After doing some research on the Patagonia region way back in England, we had decided this particular trek was something we really wanted to do. I did a quick Google search we found multiple companies which offered packages to do the trek, ranging from $1,000 US right up to $3,000. Zack scoffed at the prices and the ‘tour’ idea and assured me that we could organise it ourselves when we arrived for a fraction of the price. So we turned up with this notion in mind and as much as I hate to admit it…he was spot on! The whole town of Pureto Natales is set up to supply independent travellers with everything you need to do the trek (as much as the Lonely Planet and these other companies hate to admit it) so you have everything you need at your fingertips.

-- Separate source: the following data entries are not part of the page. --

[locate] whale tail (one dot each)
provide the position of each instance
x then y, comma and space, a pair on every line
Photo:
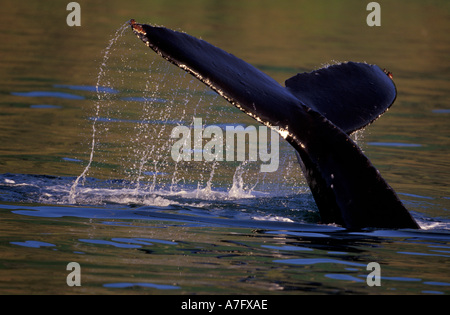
315, 112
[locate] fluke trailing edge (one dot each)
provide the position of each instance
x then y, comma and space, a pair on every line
315, 113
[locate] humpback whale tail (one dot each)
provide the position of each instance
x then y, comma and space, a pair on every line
315, 112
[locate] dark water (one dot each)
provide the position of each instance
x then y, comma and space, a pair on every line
94, 101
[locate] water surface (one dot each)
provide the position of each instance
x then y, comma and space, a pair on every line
139, 223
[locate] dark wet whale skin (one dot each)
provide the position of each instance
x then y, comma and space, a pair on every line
315, 113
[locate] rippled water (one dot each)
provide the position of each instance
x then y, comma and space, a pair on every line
139, 223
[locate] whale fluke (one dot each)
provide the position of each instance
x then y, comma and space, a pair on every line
315, 113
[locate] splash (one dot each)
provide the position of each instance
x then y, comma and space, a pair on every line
101, 94
130, 135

So first of all our hostel owner showed us a map of the park and helped us decide on a rough route and then sent us in the direction of a hire place which offered a free informative talk on the park and the trek itself. We hired a tent, a mess kit (cooking stove, cups, bowls, spoons, etc), two roll mats and trekking poles and then hit up the supermarket to buy enough food for 6 days. We packed everything up into two back packs….one weighing 16kgs and the other weighing 9kgs, so guess who got the heavier one? The next morning we got the 7:30am bus out to the park and we were off!

Neither of us have ever done anything like this before, where you are in the wilderness completely self-sufficient, carrying everything you need for 6 days and following a map, so although bloody challenging at times, it was such an incredible rush! The paths were well marked, and the campsites bustling with other travellers so it was safe (just to reassure our families), but the feeling of freedom was amazing. The terrain changed everyday as we walked past glaciers, lakes, lagoons, snow capped mountain peaks, across rivers and streams, over bridges and through flat plains. At nights, we set up the tent, cooked up a 3 course dinner on our stove (well not quite, usually it was just pasta and a coffee), and then crashed out. After 5 full days of walking, the pinnacle of the trek was getting up at 5am to hike up a mountain in the dark and watch the sunrise reflect colours off three ‘torres’ (peaks), famous for giving the park its name. Amazing!

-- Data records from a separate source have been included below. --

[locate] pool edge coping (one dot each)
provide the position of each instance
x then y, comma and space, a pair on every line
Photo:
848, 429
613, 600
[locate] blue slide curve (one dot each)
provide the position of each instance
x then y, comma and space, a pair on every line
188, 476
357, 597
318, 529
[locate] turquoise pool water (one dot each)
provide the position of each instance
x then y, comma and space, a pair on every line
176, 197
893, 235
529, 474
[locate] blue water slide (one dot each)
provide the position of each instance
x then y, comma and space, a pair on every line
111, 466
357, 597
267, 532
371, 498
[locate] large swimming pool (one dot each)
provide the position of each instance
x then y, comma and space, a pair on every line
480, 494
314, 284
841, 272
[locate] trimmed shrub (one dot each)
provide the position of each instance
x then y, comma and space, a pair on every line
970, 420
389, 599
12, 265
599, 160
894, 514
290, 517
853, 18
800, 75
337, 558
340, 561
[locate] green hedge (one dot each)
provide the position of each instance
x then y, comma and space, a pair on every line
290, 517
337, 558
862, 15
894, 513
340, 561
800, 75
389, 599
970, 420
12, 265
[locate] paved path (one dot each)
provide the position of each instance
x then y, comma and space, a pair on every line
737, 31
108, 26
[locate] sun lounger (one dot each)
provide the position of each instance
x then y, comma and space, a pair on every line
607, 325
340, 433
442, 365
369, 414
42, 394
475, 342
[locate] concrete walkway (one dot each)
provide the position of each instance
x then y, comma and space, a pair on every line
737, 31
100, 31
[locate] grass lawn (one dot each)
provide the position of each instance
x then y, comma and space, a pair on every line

Returning to Pureto Natales that night, Zack and I were both exhausted but on an absolute high. We went out for dinner to get some much needed meat and vegetables (things you can’t really work into your diet when your carrying all of your food), and then slept for 10 hours straight. We had survived, with only minimal physical injuries, and more importantly, managed not to kill each other in the process.

We both agree, it’s the best thing we have done so far on this trip…Patagonia rocks!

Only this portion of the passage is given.